Passando dalla scienza alla storia dell’arte, invece, incontriamo Johanna Bonger – van Gogh, moglie di Theo e cognata di Vincent van Gogh. Quando entrambi morirono nell’arco di sei mesi, insieme al suo bambino ancora piccolo, tornò in Olanda, il suo Paese natale. «Lì, con il sostegno del padre che era un uomo liberale, aperto e illuminato, comprò e restaurò una vecchia locanda dove cominciò a mettere in mostra i quadri di quello che, solo grazie a lei, diventerà uno dei pittori più amati di sempre», racconta Patera. Sono gli anni in cui il cognome van Gogh non diceva ancora nulla. La sua pittura era anzi rifiutata e osteggiata, e certe sette religiose volevano addirittura distruggere e bruciare le sue opere a causa di colori mai usati prima e, per loro, simbolo del demonio. Così, oltre ad aver salvato e promosso nel mondo l’opera del grande pittore, Johanna Bonger – van Gogh dedicò anni a catalogare, conservare, tradurre e pubblicare la fitta corrispondenza tra i due fratelli Van Gogh: migliaia di lettere scritte in inglese e francese e ora disponibili in molte lingue. 

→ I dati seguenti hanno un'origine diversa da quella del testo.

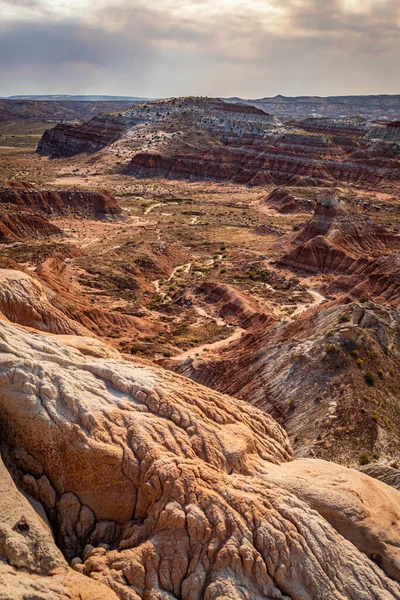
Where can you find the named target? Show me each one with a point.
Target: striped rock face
(160, 488)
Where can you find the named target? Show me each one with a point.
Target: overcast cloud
(202, 47)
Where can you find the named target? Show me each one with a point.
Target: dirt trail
(150, 208)
(210, 347)
(318, 299)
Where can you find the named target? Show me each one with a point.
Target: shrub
(363, 459)
(369, 378)
(344, 318)
(331, 348)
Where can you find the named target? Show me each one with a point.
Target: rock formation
(310, 374)
(284, 201)
(31, 565)
(22, 225)
(165, 489)
(206, 138)
(338, 240)
(99, 204)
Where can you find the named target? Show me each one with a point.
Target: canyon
(199, 351)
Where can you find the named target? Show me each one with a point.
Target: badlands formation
(199, 351)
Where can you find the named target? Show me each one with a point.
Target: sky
(246, 48)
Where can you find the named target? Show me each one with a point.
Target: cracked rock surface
(159, 488)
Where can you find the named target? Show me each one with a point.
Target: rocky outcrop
(103, 130)
(363, 256)
(284, 201)
(226, 302)
(309, 374)
(207, 138)
(31, 565)
(67, 297)
(165, 489)
(348, 127)
(99, 204)
(269, 164)
(67, 140)
(23, 301)
(24, 225)
(386, 473)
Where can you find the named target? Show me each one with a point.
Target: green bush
(344, 318)
(363, 459)
(369, 378)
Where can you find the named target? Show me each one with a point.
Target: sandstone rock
(100, 204)
(31, 566)
(242, 144)
(220, 512)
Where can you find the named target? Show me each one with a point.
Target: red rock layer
(68, 140)
(99, 204)
(362, 254)
(284, 201)
(20, 225)
(256, 167)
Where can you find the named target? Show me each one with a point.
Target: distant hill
(382, 106)
(19, 116)
(80, 98)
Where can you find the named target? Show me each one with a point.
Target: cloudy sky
(250, 48)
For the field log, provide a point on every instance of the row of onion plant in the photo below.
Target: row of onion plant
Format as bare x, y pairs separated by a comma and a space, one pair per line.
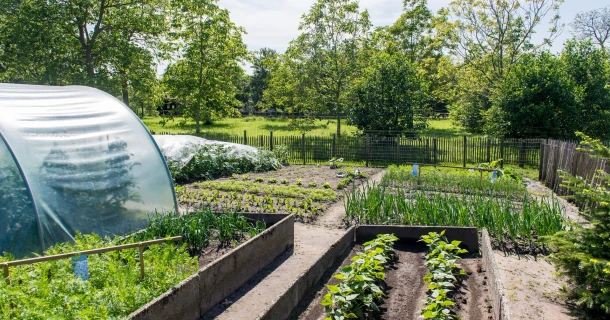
453, 181
503, 217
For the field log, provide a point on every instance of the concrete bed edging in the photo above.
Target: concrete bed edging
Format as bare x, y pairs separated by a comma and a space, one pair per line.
281, 308
217, 280
499, 301
285, 303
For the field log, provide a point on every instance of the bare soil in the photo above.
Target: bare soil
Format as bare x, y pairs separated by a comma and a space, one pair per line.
533, 291
405, 288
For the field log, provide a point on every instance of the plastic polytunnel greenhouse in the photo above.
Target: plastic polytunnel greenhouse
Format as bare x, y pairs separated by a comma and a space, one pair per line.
74, 159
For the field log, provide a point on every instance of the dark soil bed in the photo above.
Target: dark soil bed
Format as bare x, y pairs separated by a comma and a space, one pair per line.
406, 289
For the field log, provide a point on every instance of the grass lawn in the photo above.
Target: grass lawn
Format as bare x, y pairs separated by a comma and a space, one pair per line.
253, 126
283, 127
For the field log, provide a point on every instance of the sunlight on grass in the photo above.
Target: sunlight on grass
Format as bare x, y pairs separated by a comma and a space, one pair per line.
253, 126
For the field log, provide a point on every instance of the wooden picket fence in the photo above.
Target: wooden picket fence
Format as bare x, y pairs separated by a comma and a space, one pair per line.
563, 156
378, 150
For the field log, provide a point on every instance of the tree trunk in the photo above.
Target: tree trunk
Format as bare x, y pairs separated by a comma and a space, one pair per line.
338, 124
125, 87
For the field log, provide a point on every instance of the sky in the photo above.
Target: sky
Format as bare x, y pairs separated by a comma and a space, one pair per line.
274, 23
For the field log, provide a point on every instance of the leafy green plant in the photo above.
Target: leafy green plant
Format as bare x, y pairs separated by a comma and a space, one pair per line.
344, 183
583, 253
282, 153
335, 163
505, 219
359, 290
441, 261
213, 161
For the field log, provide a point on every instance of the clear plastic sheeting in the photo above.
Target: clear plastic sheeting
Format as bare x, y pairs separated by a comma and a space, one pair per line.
74, 159
181, 149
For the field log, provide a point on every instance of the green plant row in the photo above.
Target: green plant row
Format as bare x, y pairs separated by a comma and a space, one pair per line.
237, 202
115, 289
505, 218
457, 181
359, 290
213, 161
200, 227
317, 194
441, 261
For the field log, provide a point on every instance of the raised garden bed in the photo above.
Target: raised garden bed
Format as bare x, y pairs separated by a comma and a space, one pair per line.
218, 279
405, 286
305, 191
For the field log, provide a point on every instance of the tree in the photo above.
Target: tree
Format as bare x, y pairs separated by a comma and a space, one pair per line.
108, 44
490, 38
583, 253
263, 64
390, 95
537, 99
206, 76
593, 25
589, 69
324, 58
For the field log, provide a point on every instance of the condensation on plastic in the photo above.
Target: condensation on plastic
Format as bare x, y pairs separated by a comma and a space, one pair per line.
89, 165
180, 149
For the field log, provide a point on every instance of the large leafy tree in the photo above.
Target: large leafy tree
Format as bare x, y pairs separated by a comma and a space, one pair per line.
536, 99
207, 74
589, 68
390, 95
108, 44
323, 62
263, 64
593, 25
490, 37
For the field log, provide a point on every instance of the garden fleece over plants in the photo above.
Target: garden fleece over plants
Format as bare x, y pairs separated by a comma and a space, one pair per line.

Figlia di un diplomatico messicano, quella di Ynès Mexia, fino a 50 anni è una vita non comune, alto borghese ma triste, sottomessa e solitaria. Poi, dopo due matrimoni finiti e un forte esaurimento nervoso, scoprirà capacità delle quali era inconsapevole. «Saranno questo e il rapporto di grande amicizia e sostegno terapeutico che instaura con un grande medico che, all’alba della psichiatria, sperimentava la art therapy a farle prendere coscienza di tutte le sue potenzialità creative e scientifiche che rivoluzioneranno la sua esistenza». Da sempre amante della natura, alla fine del percorso terapeutico segue corsi universitari di Botanica. Dopo la laurea, all’inizio del Novecento, parte per esplorazioni ed escursioni in posti sperduti. «Lunghi viaggi in canoa, percorsi a dorso di mulo sulle Ande, poi PerùColombiaBoliviaAlaska Brasile – racconta l’autrice – Luoghi in cui fa incontri straordinari con i nativi e dove raccoglie oltre 170mila esemplari di piante sconosciute, tante delle quali oggi portano il suo nome (la mimosa è un esempio su tutti) che è quello di una delle più grandi botaniche del secolo scorso». È con il suo nome che si chiude il format a metà strada tra teatro e conferenza, per assicurare godimento e arricchimento attraverso l’esempio di grandi donne che hanno fatto la storia.